In the second plot, we observe the training error and test error as the number of knots increases. As expected, the training error consistently decreases as the number of knots increases, since a more complex model can fit the training data better. However, the test error tells a different story. Initially, the test error decreases as the model becomes more flexible, indicating that the model is learning meaningful patterns from the data. But after a certain point, the test error begins to increase, signaling overfitting.
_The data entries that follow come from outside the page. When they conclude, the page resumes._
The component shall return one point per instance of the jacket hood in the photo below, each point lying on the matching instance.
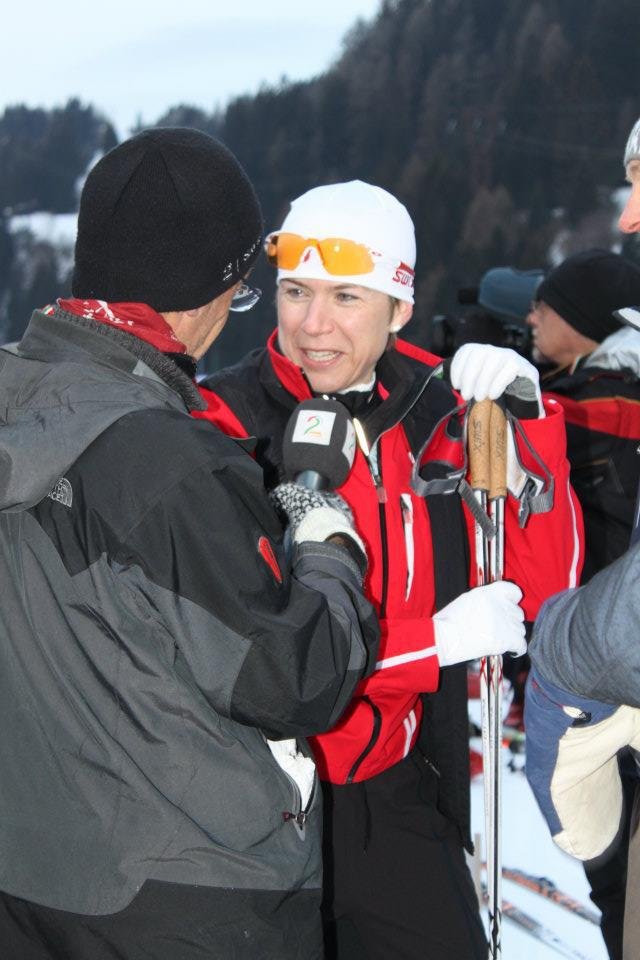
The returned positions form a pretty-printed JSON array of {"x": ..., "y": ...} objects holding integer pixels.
[
  {"x": 60, "y": 388},
  {"x": 620, "y": 350}
]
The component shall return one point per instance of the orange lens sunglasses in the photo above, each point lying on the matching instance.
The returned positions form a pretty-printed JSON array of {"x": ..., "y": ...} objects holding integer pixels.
[{"x": 342, "y": 258}]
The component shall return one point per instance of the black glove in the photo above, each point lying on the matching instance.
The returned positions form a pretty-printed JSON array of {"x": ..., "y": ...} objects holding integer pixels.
[{"x": 314, "y": 514}]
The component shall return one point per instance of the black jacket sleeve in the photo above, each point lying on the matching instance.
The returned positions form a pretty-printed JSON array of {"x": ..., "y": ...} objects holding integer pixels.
[{"x": 267, "y": 646}]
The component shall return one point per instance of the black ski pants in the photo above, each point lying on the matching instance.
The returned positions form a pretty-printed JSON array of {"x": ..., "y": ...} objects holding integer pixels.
[{"x": 397, "y": 886}]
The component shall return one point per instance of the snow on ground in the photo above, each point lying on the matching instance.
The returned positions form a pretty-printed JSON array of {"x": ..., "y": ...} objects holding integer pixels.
[
  {"x": 527, "y": 845},
  {"x": 59, "y": 229}
]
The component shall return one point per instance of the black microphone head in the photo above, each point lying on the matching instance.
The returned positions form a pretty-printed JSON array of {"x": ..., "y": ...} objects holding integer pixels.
[
  {"x": 319, "y": 439},
  {"x": 468, "y": 295}
]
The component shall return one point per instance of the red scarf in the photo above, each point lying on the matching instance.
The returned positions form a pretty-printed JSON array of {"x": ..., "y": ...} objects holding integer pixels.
[{"x": 135, "y": 318}]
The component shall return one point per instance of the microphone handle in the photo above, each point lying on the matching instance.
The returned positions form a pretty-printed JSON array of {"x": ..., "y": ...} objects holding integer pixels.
[{"x": 312, "y": 480}]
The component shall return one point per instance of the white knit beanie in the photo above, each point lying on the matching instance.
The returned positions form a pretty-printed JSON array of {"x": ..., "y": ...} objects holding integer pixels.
[
  {"x": 366, "y": 214},
  {"x": 632, "y": 149}
]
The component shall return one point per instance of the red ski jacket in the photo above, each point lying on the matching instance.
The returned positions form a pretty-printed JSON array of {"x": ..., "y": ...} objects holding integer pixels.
[
  {"x": 602, "y": 411},
  {"x": 420, "y": 549}
]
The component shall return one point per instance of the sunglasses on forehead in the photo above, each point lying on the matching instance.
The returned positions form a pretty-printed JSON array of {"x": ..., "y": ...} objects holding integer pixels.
[{"x": 340, "y": 257}]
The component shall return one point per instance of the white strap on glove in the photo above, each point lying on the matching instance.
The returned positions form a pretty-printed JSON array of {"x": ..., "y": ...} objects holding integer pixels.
[
  {"x": 480, "y": 371},
  {"x": 482, "y": 622}
]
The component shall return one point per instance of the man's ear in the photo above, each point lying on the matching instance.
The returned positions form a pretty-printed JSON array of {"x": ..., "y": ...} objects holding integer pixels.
[{"x": 402, "y": 313}]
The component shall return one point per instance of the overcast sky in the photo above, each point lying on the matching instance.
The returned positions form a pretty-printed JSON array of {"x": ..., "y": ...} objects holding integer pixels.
[{"x": 132, "y": 60}]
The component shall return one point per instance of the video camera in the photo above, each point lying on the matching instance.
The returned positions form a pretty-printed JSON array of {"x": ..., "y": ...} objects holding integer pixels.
[{"x": 502, "y": 301}]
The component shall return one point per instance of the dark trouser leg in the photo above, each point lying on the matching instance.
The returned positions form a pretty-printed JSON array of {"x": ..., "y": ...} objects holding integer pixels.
[
  {"x": 169, "y": 921},
  {"x": 632, "y": 906},
  {"x": 608, "y": 878},
  {"x": 397, "y": 886}
]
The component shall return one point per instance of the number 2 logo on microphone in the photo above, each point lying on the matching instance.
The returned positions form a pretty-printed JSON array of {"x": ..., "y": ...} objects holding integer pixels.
[
  {"x": 311, "y": 430},
  {"x": 314, "y": 426}
]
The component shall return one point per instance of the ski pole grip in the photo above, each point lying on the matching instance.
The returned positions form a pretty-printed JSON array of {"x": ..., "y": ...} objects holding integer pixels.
[
  {"x": 498, "y": 452},
  {"x": 478, "y": 449}
]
This is a key insight into the bias-variance trade-off. While adding more complexity (in this case, more knots) reduces bias and improves fit on the training data, it also increases variance, making the model more sensitive to fluctuations and noise in the data. This results in worse performance on test data, as the model becomes too specialized to the training set.

The example clearly demonstrates how overfitting can occur when the model becomes too complex. In practice, it’s important to find a balance between underfitting (high bias) and overfitting (high variance). Techniques such as cross-validation, regularization, or limiting model complexity (e.g., setting a reasonable number of knots in spline regression) can help manage this trade-off and produce models that generalize well to unseen data.

By tuning the number of knots or other model parameters, we can achieve a model that strikes the right balance, capturing the true patterns in the data without fitting the noise.